The sun moved across his legs through the small rectangular window in the emergency exit, a subtle reminder that he was once again fighting against the light. He pushed off the wall and began scrubbing the blood, thankful it was rather easy to remove from hardwood. The walls would prove to be a much larger challenge, eventually involving a ladder, but that wasn’t their top priority. Arnold had already done a thorough search of the first two floors circling the lobby. Now he would clean as much as he could while Arnold and Dale loaded the four bodies onto the carts, making their way up to the hole.

46

J
oe stood back and watched as Dale and Arnold took hold of the last tarp, grabbing it at both ends to get a better hold. Sonia, Stewart, and Richard had already been tossed into the hole. All four of them had been wrapped up in blue painter’s tarps like life-sized crapes. Dale got down on his knees and angled his end of the tarp into the hole, letting gravity pull Kelly’s remains down into the darkness. Joe couldn’t help but think back to Rita, finding her folded in half under a table in the restaurant. Her sweet face had been one of the only things to get him out of bed most mornings. Now it will haunt him for the rest of his life; looking into those glossy, lifeless eyes as they stared back at him from beneath the tablecloth, her chest torn open and her heart removed. He’d broken down, crying into his hands like a lost child, thankful he’d found her alone.

“It’s such a shame.” Dale stood, wiping his hands on his pants. “This would have never happened if these idiots had just left with the others.”

“I’m sure if they’d have known what they were in for they would have gone.” Joe couldn’t take his eyes off the hole. As hard as he squinted, there was nothing but darkness; no tiny hint of blue from the tarps, nothing but pure black. He looked up to the sky and marked the sun’s location. “We’d better get a move on. We’ve only got a few more hours of sunlight and I’d hate to bury our friends in the dark.”

“I think I’d hate to do anything out here in the dark, even with that thing being dead and all.” Arnold grunted as he and Dale slid a metal plate over the hole, covering it with a good four inches to spare on all sides. “Just kind of gives me the willies, you know?”

“I hear you.” Dale nodded, the same uneasy tension creeping up his spine. Never again would he willingly sit beside a campfire to hear a scary tale.

“What about the other holes throughout the park?”

Joe shook his head, wishing he had a better answer to give. But unless he went back down into the creature’s lair and sent smoke signals up through each hole, there was no way he could ever find them. Animals and wandering tourists would have to just watch their step.

Dale looked up to Joe. “What is it?”

“Nothing, just some dark thoughts.”

“Enlighten us.” Dale stood, hopping up onto the small wooden cart they’d borrowed from the gardener’s shed. “I think we’re beyond all shocks and scares at this point, at least while the sun’s still up.” Dale smiled without the humor touching his eyes. He hadn’t slept in over twenty-four hours and his face showed it.

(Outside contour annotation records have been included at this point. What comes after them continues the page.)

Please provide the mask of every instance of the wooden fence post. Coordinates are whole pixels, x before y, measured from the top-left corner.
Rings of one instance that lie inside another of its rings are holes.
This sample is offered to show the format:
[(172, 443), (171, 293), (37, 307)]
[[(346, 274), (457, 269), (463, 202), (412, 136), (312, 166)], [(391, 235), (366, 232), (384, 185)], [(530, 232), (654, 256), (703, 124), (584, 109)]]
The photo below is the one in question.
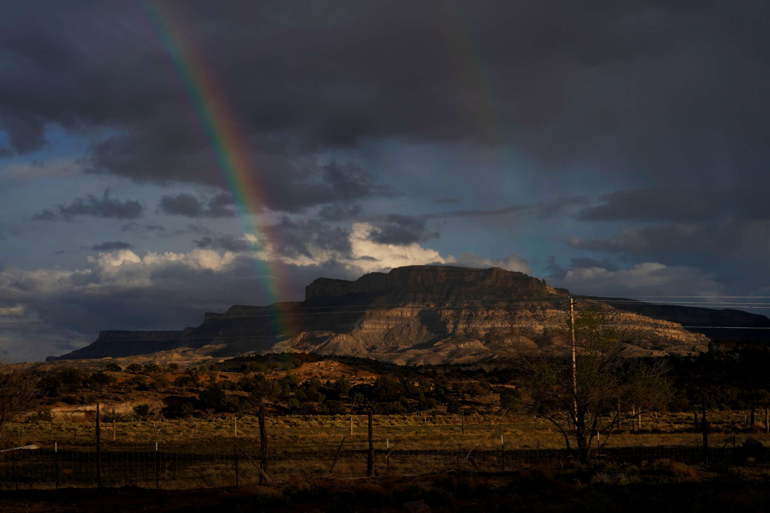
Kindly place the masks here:
[(236, 465), (236, 488), (240, 486), (238, 482), (238, 451), (236, 449), (235, 443), (233, 444), (233, 461)]
[[(259, 467), (262, 472), (267, 474), (267, 430), (265, 428), (265, 398), (259, 400)], [(262, 484), (263, 474), (259, 474)]]
[(102, 488), (102, 426), (99, 424), (99, 403), (96, 403), (96, 487)]
[(16, 451), (13, 452), (13, 484), (16, 488), (16, 491), (18, 491), (18, 478), (16, 477)]
[(369, 455), (367, 458), (367, 478), (370, 478), (374, 475), (374, 441), (372, 439), (373, 435), (372, 411), (369, 410)]
[(502, 456), (502, 470), (505, 471), (505, 444), (503, 442), (503, 435), (500, 435), (500, 453)]

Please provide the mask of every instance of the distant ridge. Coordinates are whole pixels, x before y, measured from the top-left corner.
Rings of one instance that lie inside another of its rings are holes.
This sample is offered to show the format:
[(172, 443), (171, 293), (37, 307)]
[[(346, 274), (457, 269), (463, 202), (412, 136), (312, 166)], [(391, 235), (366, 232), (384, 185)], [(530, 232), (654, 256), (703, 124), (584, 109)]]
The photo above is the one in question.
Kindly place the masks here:
[[(562, 344), (568, 294), (499, 268), (411, 265), (352, 281), (319, 278), (306, 287), (301, 302), (235, 305), (207, 312), (199, 326), (179, 331), (102, 331), (89, 346), (49, 361), (302, 351), (402, 365), (491, 361), (514, 342), (532, 351)], [(770, 326), (768, 318), (742, 311), (602, 299), (582, 296), (578, 310), (601, 310), (605, 321), (623, 326), (630, 355), (691, 355), (707, 351), (715, 338), (757, 336), (747, 333), (752, 330), (733, 334), (683, 325)], [(283, 327), (277, 335), (276, 315)]]

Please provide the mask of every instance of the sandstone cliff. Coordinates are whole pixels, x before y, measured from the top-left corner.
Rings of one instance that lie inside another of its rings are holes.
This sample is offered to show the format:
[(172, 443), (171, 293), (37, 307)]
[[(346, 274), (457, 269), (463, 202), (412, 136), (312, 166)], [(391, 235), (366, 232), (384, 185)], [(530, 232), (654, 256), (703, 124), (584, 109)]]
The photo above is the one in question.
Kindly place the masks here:
[[(206, 313), (183, 331), (102, 331), (91, 345), (62, 358), (153, 353), (234, 356), (274, 351), (351, 355), (403, 365), (493, 361), (513, 347), (553, 351), (568, 318), (568, 291), (500, 268), (409, 266), (357, 280), (318, 278), (305, 301), (270, 307), (236, 305)], [(767, 325), (770, 319), (732, 310), (581, 298), (623, 330), (629, 355), (688, 355), (708, 350), (711, 329), (685, 325)], [(689, 324), (688, 324), (689, 323)], [(743, 331), (761, 330), (743, 330)], [(746, 334), (748, 335), (748, 334)], [(708, 336), (707, 336), (708, 335)]]

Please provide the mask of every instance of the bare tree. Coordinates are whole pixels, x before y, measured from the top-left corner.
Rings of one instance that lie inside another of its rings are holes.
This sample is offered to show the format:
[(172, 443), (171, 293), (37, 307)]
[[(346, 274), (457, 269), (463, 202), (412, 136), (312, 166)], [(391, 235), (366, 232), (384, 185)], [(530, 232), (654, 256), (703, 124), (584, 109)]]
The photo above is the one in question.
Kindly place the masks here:
[(33, 376), (12, 371), (7, 360), (0, 360), (0, 445), (7, 443), (8, 423), (34, 406), (36, 394)]
[[(512, 343), (510, 361), (521, 372), (518, 407), (551, 422), (567, 448), (576, 448), (585, 462), (593, 455), (598, 434), (602, 435), (601, 448), (621, 422), (668, 404), (671, 388), (665, 363), (623, 356), (621, 334), (604, 326), (599, 312), (580, 313), (574, 329), (574, 384), (566, 345), (536, 353)], [(564, 340), (571, 336), (569, 324), (562, 335)]]

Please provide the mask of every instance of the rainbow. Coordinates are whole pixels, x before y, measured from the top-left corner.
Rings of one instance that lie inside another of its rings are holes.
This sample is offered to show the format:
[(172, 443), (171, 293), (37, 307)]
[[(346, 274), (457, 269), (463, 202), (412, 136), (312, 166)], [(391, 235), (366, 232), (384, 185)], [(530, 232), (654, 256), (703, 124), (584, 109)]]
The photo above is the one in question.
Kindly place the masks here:
[[(257, 183), (252, 169), (249, 153), (243, 142), (237, 123), (224, 95), (219, 91), (210, 73), (206, 72), (202, 60), (196, 57), (189, 44), (185, 44), (182, 31), (170, 23), (150, 0), (144, 0), (150, 22), (164, 48), (169, 54), (182, 85), (195, 107), (217, 164), (240, 214), (245, 233), (254, 235), (259, 241), (270, 241), (265, 232), (259, 232), (252, 222), (251, 216), (263, 211), (265, 205), (262, 188)], [(254, 258), (259, 268), (258, 274), (265, 277), (263, 291), (268, 304), (277, 302), (281, 285), (285, 283), (276, 265), (270, 261)], [(278, 312), (280, 314), (280, 312)], [(276, 315), (273, 322), (276, 335), (285, 331), (282, 315)]]

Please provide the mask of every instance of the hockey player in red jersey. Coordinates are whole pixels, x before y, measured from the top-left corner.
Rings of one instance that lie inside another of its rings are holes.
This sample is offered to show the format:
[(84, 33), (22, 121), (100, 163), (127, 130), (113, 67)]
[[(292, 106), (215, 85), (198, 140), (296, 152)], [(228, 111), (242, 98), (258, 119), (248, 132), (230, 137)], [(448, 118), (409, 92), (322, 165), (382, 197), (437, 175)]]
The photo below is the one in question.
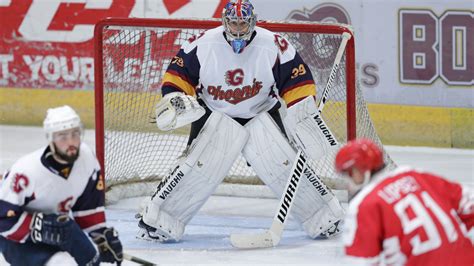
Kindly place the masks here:
[(335, 168), (350, 177), (346, 254), (378, 265), (474, 265), (468, 231), (474, 194), (466, 186), (410, 167), (387, 170), (372, 141), (348, 142)]
[(93, 151), (81, 142), (79, 116), (69, 106), (51, 108), (43, 126), (49, 144), (20, 158), (0, 183), (5, 260), (54, 264), (67, 252), (79, 265), (120, 264), (118, 234), (105, 224), (104, 179)]
[[(321, 156), (318, 143), (325, 136), (312, 119), (318, 111), (311, 70), (284, 36), (256, 26), (256, 20), (249, 1), (232, 0), (222, 26), (190, 38), (171, 60), (156, 124), (173, 130), (192, 123), (191, 132), (185, 153), (144, 210), (139, 237), (179, 241), (240, 154), (277, 197), (296, 158), (296, 141), (306, 141), (299, 149), (312, 159)], [(286, 118), (280, 108), (288, 108)], [(295, 128), (309, 133), (296, 138)], [(344, 210), (319, 186), (322, 181), (309, 180), (319, 177), (303, 178), (292, 215), (311, 238), (333, 235)]]

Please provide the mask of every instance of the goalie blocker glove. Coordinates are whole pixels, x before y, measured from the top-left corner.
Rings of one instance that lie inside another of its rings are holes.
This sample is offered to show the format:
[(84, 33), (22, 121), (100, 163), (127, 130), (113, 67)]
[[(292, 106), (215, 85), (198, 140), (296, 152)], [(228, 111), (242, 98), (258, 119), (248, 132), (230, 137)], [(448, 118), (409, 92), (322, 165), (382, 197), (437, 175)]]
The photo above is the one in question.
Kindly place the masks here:
[(206, 113), (193, 96), (172, 92), (156, 105), (156, 126), (169, 131), (190, 124)]
[(56, 246), (68, 252), (79, 265), (98, 265), (99, 254), (79, 225), (66, 214), (33, 214), (30, 224), (33, 243)]
[(123, 261), (122, 243), (118, 238), (118, 232), (113, 227), (104, 227), (91, 232), (92, 240), (96, 243), (102, 262), (120, 265)]

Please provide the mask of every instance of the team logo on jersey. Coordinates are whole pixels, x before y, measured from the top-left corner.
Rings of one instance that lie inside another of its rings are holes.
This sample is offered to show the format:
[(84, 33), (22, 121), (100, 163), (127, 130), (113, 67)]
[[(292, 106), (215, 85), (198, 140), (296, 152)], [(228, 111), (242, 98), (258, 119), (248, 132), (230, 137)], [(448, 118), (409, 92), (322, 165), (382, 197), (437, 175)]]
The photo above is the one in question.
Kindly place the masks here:
[(235, 70), (228, 70), (225, 72), (225, 83), (229, 86), (239, 86), (242, 85), (244, 81), (244, 71), (240, 68)]
[(104, 184), (104, 177), (99, 173), (99, 181), (97, 181), (97, 185), (95, 186), (95, 188), (97, 190), (104, 190), (105, 188), (105, 184)]
[(28, 184), (30, 183), (28, 177), (23, 174), (16, 174), (13, 178), (12, 189), (16, 193), (22, 192), (26, 187), (28, 187)]
[(69, 210), (72, 208), (72, 199), (73, 199), (73, 197), (69, 196), (67, 199), (61, 201), (58, 204), (59, 212), (63, 212), (63, 213), (69, 212)]
[(215, 101), (226, 101), (231, 104), (238, 104), (248, 100), (260, 92), (262, 82), (253, 79), (252, 85), (245, 85), (241, 88), (223, 90), (222, 86), (207, 86), (209, 95), (214, 96)]

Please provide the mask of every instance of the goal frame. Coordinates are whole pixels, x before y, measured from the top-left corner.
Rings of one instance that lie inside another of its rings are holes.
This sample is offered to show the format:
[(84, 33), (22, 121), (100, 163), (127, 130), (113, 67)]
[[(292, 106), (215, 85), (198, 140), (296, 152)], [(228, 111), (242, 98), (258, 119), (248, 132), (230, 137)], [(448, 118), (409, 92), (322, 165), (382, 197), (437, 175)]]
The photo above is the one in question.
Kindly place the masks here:
[[(145, 18), (107, 18), (99, 21), (94, 28), (94, 98), (95, 98), (95, 138), (96, 156), (105, 177), (105, 141), (104, 141), (104, 64), (103, 64), (103, 32), (108, 26), (125, 27), (164, 27), (170, 29), (211, 29), (222, 25), (221, 20), (216, 19), (145, 19)], [(355, 40), (353, 32), (341, 24), (314, 24), (305, 22), (275, 22), (258, 21), (257, 26), (270, 31), (303, 32), (303, 33), (326, 33), (342, 34), (347, 32), (352, 38), (346, 46), (346, 128), (347, 141), (356, 138), (356, 69), (355, 69)], [(323, 27), (322, 27), (323, 26)], [(315, 31), (317, 29), (317, 31)], [(176, 51), (178, 52), (178, 51)], [(100, 71), (99, 71), (100, 70)]]

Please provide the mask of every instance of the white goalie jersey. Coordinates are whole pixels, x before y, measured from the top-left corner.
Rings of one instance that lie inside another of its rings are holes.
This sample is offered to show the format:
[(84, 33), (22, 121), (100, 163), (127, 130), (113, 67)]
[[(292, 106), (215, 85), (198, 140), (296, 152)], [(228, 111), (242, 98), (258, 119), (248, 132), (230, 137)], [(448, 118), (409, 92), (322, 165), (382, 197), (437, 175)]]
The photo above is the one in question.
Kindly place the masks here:
[(252, 118), (270, 110), (279, 95), (287, 105), (316, 95), (311, 72), (281, 35), (255, 27), (236, 54), (223, 27), (186, 42), (163, 77), (164, 95), (199, 94), (206, 106), (230, 117)]

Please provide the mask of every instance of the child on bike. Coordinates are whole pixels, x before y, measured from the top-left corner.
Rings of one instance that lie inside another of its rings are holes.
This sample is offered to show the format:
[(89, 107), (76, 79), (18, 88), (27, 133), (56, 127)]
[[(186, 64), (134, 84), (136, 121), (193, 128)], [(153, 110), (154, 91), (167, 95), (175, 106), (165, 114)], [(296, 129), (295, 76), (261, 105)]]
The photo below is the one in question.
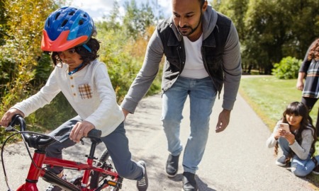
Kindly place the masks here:
[[(319, 174), (319, 156), (313, 156), (317, 135), (308, 113), (307, 107), (301, 102), (288, 105), (266, 143), (269, 148), (274, 146), (275, 155), (278, 154), (278, 145), (283, 151), (276, 164), (282, 167), (290, 164), (291, 172), (299, 177), (304, 177), (311, 171)], [(288, 124), (286, 130), (282, 123)]]
[[(62, 158), (62, 149), (72, 146), (87, 136), (92, 129), (101, 130), (101, 139), (112, 158), (118, 174), (137, 180), (138, 190), (148, 186), (145, 163), (131, 160), (128, 140), (124, 128), (124, 115), (116, 103), (106, 66), (96, 59), (99, 42), (93, 37), (96, 30), (92, 18), (85, 11), (64, 7), (52, 12), (46, 19), (41, 49), (51, 52), (55, 69), (38, 93), (18, 103), (3, 116), (0, 125), (7, 127), (12, 117), (27, 117), (48, 104), (60, 91), (78, 114), (50, 135), (73, 126), (69, 139), (55, 143), (47, 149), (47, 156)], [(67, 131), (67, 130), (66, 130)], [(62, 177), (62, 168), (47, 167)], [(47, 190), (61, 190), (50, 185)]]

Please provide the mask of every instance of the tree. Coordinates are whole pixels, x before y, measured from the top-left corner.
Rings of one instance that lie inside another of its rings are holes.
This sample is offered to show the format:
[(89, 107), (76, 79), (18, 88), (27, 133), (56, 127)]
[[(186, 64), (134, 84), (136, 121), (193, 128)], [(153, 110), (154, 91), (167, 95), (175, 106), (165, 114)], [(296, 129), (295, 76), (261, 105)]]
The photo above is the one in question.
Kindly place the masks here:
[(123, 21), (123, 25), (128, 30), (128, 34), (134, 39), (144, 35), (146, 29), (156, 23), (148, 1), (146, 4), (142, 3), (141, 6), (141, 8), (138, 8), (135, 0), (126, 1), (124, 5), (126, 12)]
[[(319, 36), (319, 1), (315, 0), (214, 1), (237, 30), (244, 65), (270, 74), (274, 63), (288, 56), (302, 59)], [(246, 10), (246, 11), (245, 11)]]

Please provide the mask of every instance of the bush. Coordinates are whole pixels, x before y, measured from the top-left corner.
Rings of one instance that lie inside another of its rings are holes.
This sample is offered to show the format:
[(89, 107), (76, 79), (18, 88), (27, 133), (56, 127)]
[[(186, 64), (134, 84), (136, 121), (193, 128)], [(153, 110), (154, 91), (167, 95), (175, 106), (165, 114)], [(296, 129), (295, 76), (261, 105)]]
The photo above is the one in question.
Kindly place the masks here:
[(298, 78), (298, 73), (302, 60), (294, 57), (284, 57), (279, 63), (276, 63), (272, 69), (272, 74), (279, 79), (295, 79)]

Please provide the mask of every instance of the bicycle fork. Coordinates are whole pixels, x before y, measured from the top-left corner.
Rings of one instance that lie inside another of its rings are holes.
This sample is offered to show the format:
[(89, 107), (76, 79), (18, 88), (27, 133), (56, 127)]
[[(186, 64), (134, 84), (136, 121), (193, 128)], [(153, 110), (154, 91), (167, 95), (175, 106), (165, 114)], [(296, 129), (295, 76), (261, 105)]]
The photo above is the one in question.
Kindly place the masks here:
[(37, 183), (39, 177), (42, 176), (46, 182), (54, 185), (58, 185), (61, 188), (72, 190), (80, 191), (81, 189), (58, 178), (55, 173), (40, 168), (45, 159), (45, 152), (41, 150), (35, 150), (33, 157), (33, 161), (28, 173), (26, 183), (21, 185), (16, 191), (38, 191)]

“What if there are more of them out there?” Joe kept his eyes glued to the metal plate, watching the dull gray disappear beneath the loose dirt and leaves Arnold was pushing over it. He half expected the plate to come flying off as a larger creature, the dead one’s father or mother, came leaping out to pull them down into its subterranean torture chamber. But the plate stayed where it was. “How can we be sure?”

“You saw the damage just one of those bastards caused. If there were more we would have seen them by now. Can’t contain that much malice beneath the earth and not be seen.”

“True.” Joe nodded, his eyes distant.

“But…”

“I don’t know.” Joe looked up for the first time since the first body had been fed into the hole, looking Dale directly in the eyes with grave sincerity. “I mean, how often do you really notice a shadow?”